There were allies killed in Orlando including Yilmary Rodriquez Solivan who was supporting her brother-in-law, and Brenda Lee Marquez McCool who was there supporting one of her 11 children. There was tremendous risk in supporting Queer people at Stonewall in 1969 and apparently there is still risk in being an ally.
On my own social media my queer friends were grieving and still are. Some straight friends have shown solidarity by posting articles and thoughts. But there was something missing, and I was having a hard time processing what I was feeling, let alone putting it into words – until I received this message:
I suddenly realized 4 very intense things:
A) I desperately wanted my straight friends to reach out.
B) I would be really perturbed if they reached out without also first being OUT as an ally publicly.
C) I would need to actually TELL people what I expected from them as a true ally because there was a combo out there of general ignorance about allyship as well as the paralyzing grief the comes with a mass shooting and the reality of living in a country where we could all be shot to death any time.
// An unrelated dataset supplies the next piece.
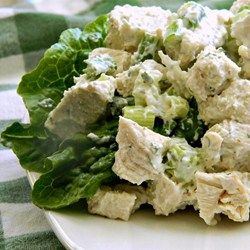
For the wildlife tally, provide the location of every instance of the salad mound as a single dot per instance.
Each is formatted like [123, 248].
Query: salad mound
[143, 105]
D) I expect my allies to risk everything to do what is right for progress and to support and protect others. Especially to be OUT as an ally for queer and gender-queer identifying children and children like mine who could be targeted simply for having same-sex parents.
My Old Friend posted my words on her Facebook page and let me know that she had just quit a job at a religious institution which did not fit with her values. Years before we had spoken of her leaving a church known for its misogyny and homophobia. Incredibly hard decisions and I am very proud of her. While incremental, both political and spiritual progress can help make important change.
And then I saw this twitter posting and it did sum up what was wrong on my social media and in some of my friendships:
I searched around and found at least 10 religious-identified friends Catholic, Christian and Jewish who had always been supportive of me and LGBTQ love to my face but had never done so on their very active social media or in social settings I have attended with them.
This is not to essentialize religious people. I am religious myself. But I have begun to notice that there are some close people in my life who are religious and in private conversation seem to have a rift between their internal, heartfelt values and their religious home. So I want to send this reminder:
If your religion or church or temple dogma does not sit right with your heart and if they have not come out for LOVE, there are plenty of other places to love and commune with God that align more closely to your heart’s values.
Here is a list of LGBTQ affirming religious affiliations that includes sections of Catholicism, Protestantism, Judaism and more! http://www.gaychurch.org/affirming-denominations/
Keep going. Keep thinking. Keep changing. Keep learning. Keep asking.
Please come OUT as an ally to LGBTQ people publicly.
You will have to come OUT again and again. (We queers have to do it daily – and those of us with kids find we have to do it more frequently than ever before).
Then reach out privately to see how hour queer friends are doing.